Pour cette série de représentations l’ouvrage a été confié à une équipe quasi irréprochable. Les chanteurs se sont tous révélés d’excellents comédiens, en particulier les trois rôles principaux filmés le plus souvent en gros plans. Doté d’une voix solide, Alok Kumar campe un Normanno sournois à souhait, tandis que Deborah Nansteel est impeccable en bonne copine et confidente de Lucia. Son timbre cuivré se marie idéalement à celui de sa partenaire. Vêtu d’un costume rose pâle Eric Ferring incarne un Arturo bien peu glamour, à la limite du ridicule, néanmoins sa voix ne manque pas d’intérêt, les parisiens pourront d’ailleurs l’applaudir la saison prochaine en Lurcanio dans Ariodante à Garnier. Christian van Horn, qui remplaçait Matthiew Rose, est tout à fait convaincant en pasteur hiératique et sentencieux, dommage que son registre grave manque par trop de profondeur pour le rôle. Vêtu et tatoué comme un petit caïd de banlieue, Artur Ruciński effectue une composition magistrale dans le rôle d'Enrico. Scéniquement son personnage est tout à fait crédible et vocalement il l’interprète avec une voix robuste et un chant nuancé. Il s’autorise même à la fin de sa cabalette du premier acte, « La pietade in suo favore », un aigu longuement tenu. Javier Camarena s’est montré quelque peu en retrait en début de soirée, sans doute un coup de fatigue, s’agissant de la neuvième et dernière représentation, mais il a gagné petit à petit en assurance, pour livrer une apparition spectaculaire lors du mariage et une scène finale poignante, servie par une ligne de chant souveraine et subtilement nuancée. Aucune fatigue n’est perceptible en revanche dans la prestation somptueuse de Nadine Sierra dont le medium s’est étoffé au fil des années et le registre aigu a gagné en rondeur et luminosité. Sa grande voix de soprano lyrique aux couleurs ambrées fait merveille dans son air d’entrée, phrasé avec goût. De plus, la cantatrice, qui possède une technique d’une solidité à toute épreuve, n’est pas avare de trilles et ses coloratures éminemment expressives sont négociées avec précision jusqu’au suraigu. Sa Lucia robuste et volontaire trouve son acmé dans une scène de la folie éblouissante -magnifiée par les sonorités fantomatiques de l’harmonica de verre- dans laquelle transparaît, tout en nuances, la fragilité du personnage. C’est une ovation bien méritée que le public lui a réservée.
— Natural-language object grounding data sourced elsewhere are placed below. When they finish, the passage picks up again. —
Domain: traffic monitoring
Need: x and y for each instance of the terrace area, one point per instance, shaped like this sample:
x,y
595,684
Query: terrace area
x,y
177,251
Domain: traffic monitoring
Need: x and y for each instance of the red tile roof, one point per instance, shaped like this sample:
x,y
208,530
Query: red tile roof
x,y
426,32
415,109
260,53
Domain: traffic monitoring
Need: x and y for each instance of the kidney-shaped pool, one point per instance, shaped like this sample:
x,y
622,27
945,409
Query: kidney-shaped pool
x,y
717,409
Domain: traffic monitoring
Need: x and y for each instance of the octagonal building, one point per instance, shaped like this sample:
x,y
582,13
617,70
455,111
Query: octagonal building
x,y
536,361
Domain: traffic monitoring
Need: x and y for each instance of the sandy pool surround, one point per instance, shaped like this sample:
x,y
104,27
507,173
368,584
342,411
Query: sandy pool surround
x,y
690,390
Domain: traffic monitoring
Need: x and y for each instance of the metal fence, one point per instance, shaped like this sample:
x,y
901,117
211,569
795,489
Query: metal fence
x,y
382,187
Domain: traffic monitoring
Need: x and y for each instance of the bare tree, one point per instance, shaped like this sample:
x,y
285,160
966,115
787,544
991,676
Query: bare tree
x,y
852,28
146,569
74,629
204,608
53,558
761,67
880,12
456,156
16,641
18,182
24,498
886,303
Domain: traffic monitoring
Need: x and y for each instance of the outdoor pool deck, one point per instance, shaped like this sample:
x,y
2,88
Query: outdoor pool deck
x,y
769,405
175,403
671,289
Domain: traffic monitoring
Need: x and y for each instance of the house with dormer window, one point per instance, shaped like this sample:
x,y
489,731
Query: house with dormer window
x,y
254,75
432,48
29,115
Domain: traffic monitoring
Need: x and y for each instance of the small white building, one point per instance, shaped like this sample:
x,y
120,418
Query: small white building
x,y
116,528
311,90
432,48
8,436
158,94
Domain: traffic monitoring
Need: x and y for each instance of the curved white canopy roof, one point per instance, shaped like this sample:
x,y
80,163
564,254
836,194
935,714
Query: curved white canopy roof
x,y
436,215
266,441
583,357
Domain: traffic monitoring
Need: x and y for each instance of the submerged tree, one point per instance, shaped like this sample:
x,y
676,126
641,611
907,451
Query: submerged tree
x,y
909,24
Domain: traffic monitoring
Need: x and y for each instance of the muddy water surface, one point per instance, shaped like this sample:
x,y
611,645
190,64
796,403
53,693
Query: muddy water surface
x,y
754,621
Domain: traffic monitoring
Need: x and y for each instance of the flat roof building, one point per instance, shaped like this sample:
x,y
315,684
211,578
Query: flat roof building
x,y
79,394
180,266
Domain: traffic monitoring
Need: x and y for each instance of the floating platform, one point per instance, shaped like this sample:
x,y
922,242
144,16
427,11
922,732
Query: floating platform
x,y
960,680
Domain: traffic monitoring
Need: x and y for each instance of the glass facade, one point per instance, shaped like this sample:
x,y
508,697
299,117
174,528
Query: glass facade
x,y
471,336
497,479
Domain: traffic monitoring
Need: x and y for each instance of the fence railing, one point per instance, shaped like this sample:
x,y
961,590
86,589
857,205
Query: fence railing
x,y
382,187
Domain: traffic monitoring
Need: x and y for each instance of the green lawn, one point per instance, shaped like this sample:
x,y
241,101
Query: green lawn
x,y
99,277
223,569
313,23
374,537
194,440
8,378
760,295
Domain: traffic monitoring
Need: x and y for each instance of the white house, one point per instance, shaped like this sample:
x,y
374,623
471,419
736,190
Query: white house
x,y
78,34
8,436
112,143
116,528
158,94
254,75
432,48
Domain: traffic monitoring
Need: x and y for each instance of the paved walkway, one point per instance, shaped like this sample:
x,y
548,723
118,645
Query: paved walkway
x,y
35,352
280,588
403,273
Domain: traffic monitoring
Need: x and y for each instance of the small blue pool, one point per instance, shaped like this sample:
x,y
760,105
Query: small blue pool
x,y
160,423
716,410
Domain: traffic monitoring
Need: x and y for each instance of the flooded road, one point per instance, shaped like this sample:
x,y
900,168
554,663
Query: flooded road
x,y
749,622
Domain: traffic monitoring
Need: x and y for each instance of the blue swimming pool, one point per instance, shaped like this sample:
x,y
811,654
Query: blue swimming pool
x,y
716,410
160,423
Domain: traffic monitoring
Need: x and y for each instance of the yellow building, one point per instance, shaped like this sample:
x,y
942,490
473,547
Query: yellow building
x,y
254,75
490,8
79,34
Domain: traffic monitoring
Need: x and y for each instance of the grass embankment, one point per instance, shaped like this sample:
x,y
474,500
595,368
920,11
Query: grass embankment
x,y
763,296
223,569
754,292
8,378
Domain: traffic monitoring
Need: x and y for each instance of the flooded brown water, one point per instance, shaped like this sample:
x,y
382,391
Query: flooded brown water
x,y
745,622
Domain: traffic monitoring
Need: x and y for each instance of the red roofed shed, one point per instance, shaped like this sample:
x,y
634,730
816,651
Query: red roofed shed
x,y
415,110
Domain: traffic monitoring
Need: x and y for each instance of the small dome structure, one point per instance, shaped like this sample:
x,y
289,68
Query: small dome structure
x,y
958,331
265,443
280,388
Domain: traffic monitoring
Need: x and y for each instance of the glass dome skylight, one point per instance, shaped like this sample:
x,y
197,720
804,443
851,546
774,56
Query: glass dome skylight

A la tête de l’orchestre du Metropolitan Opera dont on ne lasse pas d’admirer les superbes sonorités, notamment des cordes et des vents, Riccardo Frizza connaît son Donizetti sur le bout des doigts et propose une direction souple et équilibrée. Il souligne avec subtilité les contrastes entre les passages purement élégiaques et les scènes pleinement dramatiques. Précisons pour finir que si la partition n'est pas tout à fait complète, elle comporte relativement peu de coupures, les cabalettes par exemple, sont presque toutes doublées.

La saison des retransmissions du Met dans les cinémas du réseau Pathé Live s’achèvera le samedi 4 juin avec Hamlet, un opéra de Brett Dean, créé au Festival de Glyndebourne en 2017.